Rappelons en effet que nos métiers visent à générer de la préférence de marque par des contenus créatifs et différenciants. Ce qui construit une marque et la rend mémorable, c'est un slogan percutant, un discours singulier, une identité remarquable, une expression marquante… Or, ce que produisent ChatGPT, Claude, Mistral, Midjourney, et demain Sora, Mochi ou Hailuo AI, ce sont des discours, des images et bientôt des vidéos extrêmement pertinents mais lisses, convenus, normalisés, si ce n'est mécaniques. Et comment pourrait-il en être autrement ? Leurs productions reposent exclusivement sur des recoupements et des " collages " statistiques, et non sur une création à proprement parler. Autrement dit, la GenAI n'invente rien : elle recompose ce qui existe déjà. Voilà pourquoi la lecture d'un texte ou l'observation d'une image conçus par une IA générative laisse souvent une impression un peu fade, un peu fake, un peu toc, un peu bof. L'impression d'un contenu déjà-vu, indifférencié, interchangeable et homogénéisé.

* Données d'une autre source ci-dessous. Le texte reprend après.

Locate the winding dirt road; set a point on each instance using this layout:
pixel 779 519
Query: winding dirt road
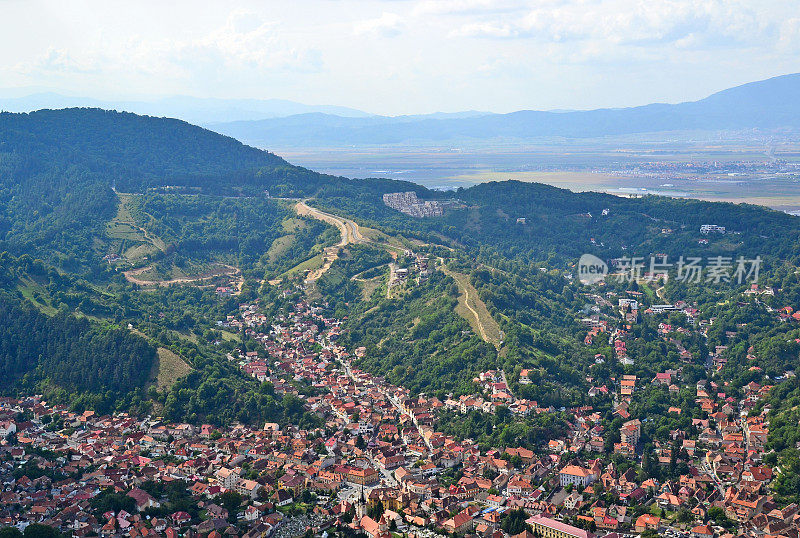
pixel 131 277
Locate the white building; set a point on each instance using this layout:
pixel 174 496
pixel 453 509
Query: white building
pixel 579 476
pixel 712 228
pixel 7 428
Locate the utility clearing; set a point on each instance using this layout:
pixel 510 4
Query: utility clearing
pixel 473 309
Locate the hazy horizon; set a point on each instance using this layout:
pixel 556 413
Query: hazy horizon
pixel 400 57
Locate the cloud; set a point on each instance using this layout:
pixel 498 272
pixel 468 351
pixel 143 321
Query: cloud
pixel 59 61
pixel 621 22
pixel 387 25
pixel 466 7
pixel 245 45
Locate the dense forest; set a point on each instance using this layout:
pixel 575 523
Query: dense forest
pixel 67 353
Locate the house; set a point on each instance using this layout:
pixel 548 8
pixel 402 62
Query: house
pixel 282 497
pixel 143 499
pixel 550 528
pixel 579 476
pixel 227 478
pixel 460 523
pixel 7 427
pixel 248 488
pixel 647 522
pixel 375 529
pixel 702 531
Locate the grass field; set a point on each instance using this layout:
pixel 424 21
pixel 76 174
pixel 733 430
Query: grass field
pixel 473 309
pixel 169 368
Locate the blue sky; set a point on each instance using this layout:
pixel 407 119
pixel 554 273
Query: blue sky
pixel 400 56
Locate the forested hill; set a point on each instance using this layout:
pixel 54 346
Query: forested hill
pixel 57 168
pixel 124 143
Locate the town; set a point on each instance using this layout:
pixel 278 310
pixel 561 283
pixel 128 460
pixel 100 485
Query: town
pixel 379 467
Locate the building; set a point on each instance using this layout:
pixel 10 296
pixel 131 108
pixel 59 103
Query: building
pixel 711 228
pixel 7 428
pixel 630 432
pixel 408 203
pixel 578 476
pixel 550 528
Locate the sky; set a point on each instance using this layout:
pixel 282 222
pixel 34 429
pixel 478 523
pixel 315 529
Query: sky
pixel 399 56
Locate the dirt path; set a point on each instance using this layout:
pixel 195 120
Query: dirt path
pixel 478 316
pixel 347 228
pixel 131 277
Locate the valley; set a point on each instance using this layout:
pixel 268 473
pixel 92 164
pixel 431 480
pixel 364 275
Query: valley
pixel 284 335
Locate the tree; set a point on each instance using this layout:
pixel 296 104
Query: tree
pixel 514 522
pixel 37 530
pixel 231 501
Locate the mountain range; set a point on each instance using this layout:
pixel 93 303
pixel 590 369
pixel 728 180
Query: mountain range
pixel 765 105
pixel 191 109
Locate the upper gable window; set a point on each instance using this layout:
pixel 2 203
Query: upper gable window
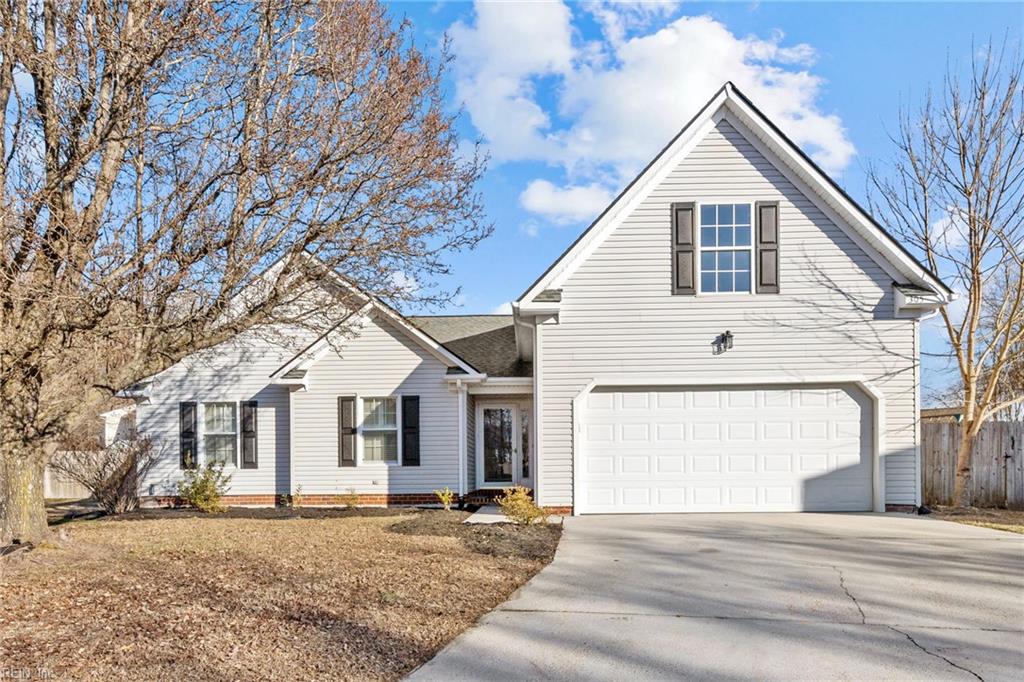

L'usage de l'IA générative comporte donc des risques qui doivent nous inciter, nous professionnels du secteur, à la plus grande vigilance. Il ne s'agit pas seulement, même si cela reste un impératif, de se soucier du coût environnemental de ces technologies, de scruter leurs biais, de traquer leurs erreurs ou leurs " hallucinations " ou encore, de veiller à l'indispensable respect des droits d'auteurs (et ce, que ce soit en matière d'image, de son ou de texte, toute forme de création étant aujourd'hui purement et simplement pillée par les IA génératives). Il s'agit, plus radicalement encore, de maintenir constamment une forme de scepticisme face à l'IA car, parmi les risques qu'elle comporte, le plus grave, le plus structurant et le plus déterminant est le piège de l'indifférenciation des marques. Adopter cette attitude s'annonce difficile, tant la fascination qu'exercent sur chacun de nous les possibilités infinies de ces technologies tend justement à pétrifier notre esprit critique. C'est donc contre nous-mêmes que nous devons lutter : contre notre propension à nous en remettre au calcul algorithmique et aux contenus générés par des chatbots, comme s'il s'agissait d'oracles.
Pour continuer à créer de la valeur pour les marques, nous ne devons jamais nous contenter de ce que l'IA nous propose. Car c'est précisément dans ce que nous corrigerons et dans ce que nous lui apporterons en plus – des idées plus justes, plus profondes, plus originales ou plus novatrices, des formulations plus précises, plus poétiques ou plus drôles, un cadre d'image plus étonnant, une lumière ou des couleurs plus émouvantes, etc. - que réside désormais une part essentielle de la valeur ajoutée de notre métier. Pour y parvenir, nous devons notamment former nos collaborateurs à l'utilisation raisonnée de ces outils, en les aidant à travailler mieux avec l'IA, à conserver leur autonomie et à construire leur nouveau rôle. Si nous faisons cela, si nous parvenons ensemble – car nous avons besoin de la bonne volonté de tous : agences de communication, prestataires, annonceurs – à éviter le piège de l'indifférenciation en maintenant le niveau de nos exigences, alors nous aurons les clés pour survivre à ce nouvel ouragan technologique qui nous arrive.
Puisse le Sommet pour l'Action sur l'Intelligence Artificielle être l'occasion d'user de notre intelligence humaine pour réfléchir de façon critique et raisonnée à ce que nous voulons vraiment faire avec l'IA.